If the last $ m - n $ leading principal minors all have the sign $(-1)^n$, then the border Hessian is positive definite (Minimum). If the determinant of the bordered Hessian has $(-1)^m$ and the rest of the last $m-n$ leading principal minors alternate in sign, then the bordered Hessian is negative definite (Maximum). Otherwise the test is indeterminant (Saddle Point).

So does a maxima/minima exist?

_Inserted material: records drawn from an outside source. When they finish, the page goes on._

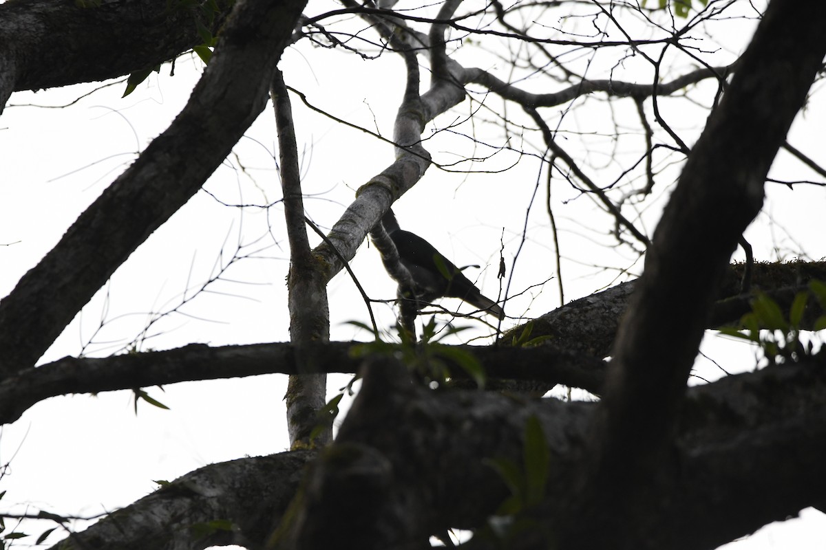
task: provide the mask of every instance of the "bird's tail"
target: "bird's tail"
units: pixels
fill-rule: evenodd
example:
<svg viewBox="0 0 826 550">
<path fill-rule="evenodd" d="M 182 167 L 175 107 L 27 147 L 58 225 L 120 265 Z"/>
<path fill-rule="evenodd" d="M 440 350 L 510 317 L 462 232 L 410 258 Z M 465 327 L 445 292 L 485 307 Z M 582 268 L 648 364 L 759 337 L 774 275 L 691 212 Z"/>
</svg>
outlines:
<svg viewBox="0 0 826 550">
<path fill-rule="evenodd" d="M 468 296 L 464 299 L 464 301 L 491 315 L 496 315 L 499 317 L 500 321 L 505 318 L 505 310 L 502 309 L 501 306 L 491 299 L 482 296 L 481 294 L 474 294 Z"/>
</svg>

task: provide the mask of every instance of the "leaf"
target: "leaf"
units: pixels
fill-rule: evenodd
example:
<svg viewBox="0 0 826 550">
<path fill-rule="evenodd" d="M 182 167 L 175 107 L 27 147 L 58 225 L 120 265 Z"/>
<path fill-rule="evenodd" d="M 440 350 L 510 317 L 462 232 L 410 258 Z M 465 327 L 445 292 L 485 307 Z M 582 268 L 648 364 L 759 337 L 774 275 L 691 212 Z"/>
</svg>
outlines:
<svg viewBox="0 0 826 550">
<path fill-rule="evenodd" d="M 126 78 L 126 90 L 123 92 L 121 97 L 126 97 L 129 94 L 135 92 L 135 88 L 138 87 L 138 84 L 146 80 L 146 78 L 152 74 L 152 72 L 160 73 L 160 65 L 155 65 L 154 67 L 150 67 L 150 68 L 142 68 L 140 71 L 135 71 L 129 75 Z"/>
<path fill-rule="evenodd" d="M 780 306 L 767 294 L 757 294 L 752 303 L 752 308 L 761 328 L 784 332 L 789 330 L 789 323 L 783 318 L 783 312 L 781 311 Z"/>
<path fill-rule="evenodd" d="M 45 531 L 41 533 L 40 536 L 37 538 L 37 542 L 35 543 L 35 544 L 37 545 L 42 543 L 43 541 L 45 541 L 46 538 L 52 534 L 52 531 L 54 531 L 56 529 L 57 529 L 56 527 L 53 527 L 50 529 L 46 529 Z"/>
<path fill-rule="evenodd" d="M 533 331 L 534 331 L 534 322 L 533 321 L 529 321 L 528 322 L 525 323 L 525 328 L 522 329 L 522 332 L 520 333 L 519 337 L 517 338 L 517 337 L 514 336 L 514 339 L 513 339 L 513 346 L 514 347 L 521 347 L 522 345 L 525 341 L 527 341 L 528 337 L 530 336 L 530 333 L 533 332 Z"/>
<path fill-rule="evenodd" d="M 826 284 L 821 280 L 811 280 L 809 282 L 809 289 L 814 294 L 820 307 L 826 309 Z"/>
<path fill-rule="evenodd" d="M 197 539 L 206 538 L 218 531 L 231 531 L 232 522 L 229 519 L 212 519 L 211 521 L 192 524 L 189 530 Z"/>
<path fill-rule="evenodd" d="M 539 419 L 528 417 L 525 427 L 525 504 L 533 506 L 542 502 L 545 496 L 548 472 L 550 469 L 550 452 L 548 441 L 542 430 Z"/>
<path fill-rule="evenodd" d="M 40 519 L 51 519 L 52 521 L 56 521 L 59 524 L 64 524 L 67 521 L 69 521 L 69 519 L 63 517 L 62 515 L 58 515 L 57 514 L 52 514 L 51 512 L 46 512 L 42 510 L 37 513 L 37 517 Z"/>
<path fill-rule="evenodd" d="M 795 300 L 791 303 L 791 308 L 789 310 L 789 324 L 793 327 L 797 328 L 800 326 L 808 300 L 808 292 L 799 292 L 795 295 Z"/>
<path fill-rule="evenodd" d="M 150 405 L 154 405 L 154 407 L 157 407 L 159 409 L 166 409 L 167 411 L 169 410 L 169 407 L 167 407 L 164 403 L 160 402 L 157 399 L 150 397 L 150 394 L 147 393 L 146 392 L 145 392 L 144 390 L 142 390 L 142 389 L 137 389 L 137 390 L 135 391 L 135 413 L 137 413 L 137 411 L 138 411 L 138 399 L 139 398 L 140 399 L 143 399 L 144 401 L 145 401 Z"/>
<path fill-rule="evenodd" d="M 195 27 L 198 31 L 198 36 L 204 41 L 205 46 L 212 45 L 212 31 L 207 29 L 199 20 L 195 20 Z"/>
<path fill-rule="evenodd" d="M 814 330 L 822 331 L 826 328 L 826 315 L 821 315 L 814 321 Z"/>
<path fill-rule="evenodd" d="M 756 341 L 752 334 L 747 334 L 740 331 L 740 329 L 736 327 L 721 327 L 719 328 L 719 333 L 724 334 L 727 336 L 733 336 L 734 338 L 741 338 L 743 340 L 748 340 L 750 342 Z"/>
</svg>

Let's calculate the determinant of the border Hessian at the stationary points.

In [6]:
# vars - constraints = 1 (so we only need to calculate the determinant)
m = 2; n = 1; print(m-n)

# Calculate the border Hessian evaluated at one of the critical points
BH = np.mat(Border_Hessian,dtype='float') 

# calculate the determinant of the Border Hessian. 
print(la.det(BH).round(3)) 

# Negative definite -> local maximum.
print(sign(la.det(BH)) == (-1)**m) 

# Positive definite -> local minima.
print(sign(la.det(BH)) == (-1)**n) 
1
-2.0
False
True
In [7]:
f_sym.evalf(subs={x:2,y:2})
Out[7]:
$$12.0$$

The stationary points $x^* = 2$ and $y^*=2$ is a global minima. $f(x^*, y^*) = 12$

Plot minimum and maximum values given the constraint

This is our maxima and minima of our function $f(x,y)$ given the equality constraint $x + y = 4$

In [8]:
# Plot the 3D output w/ constraint as a contour plot
x = np.arange(-10,10, .1)
y = np.arange(-10,10, .1)
X, Y = np.meshgrid(x,y)
fig1, ax1 = plt.subplots(figsize=(10,10))
C = plt.contour(X,Y,f(X,Y),200)
C = plt.ylim(-10,10)
C = plt.plot(x, g(y), 'k', linewidth=5,c="black",alpha=.5)
C = plt.scatter([2], [2],color="red",s=100) # Minimum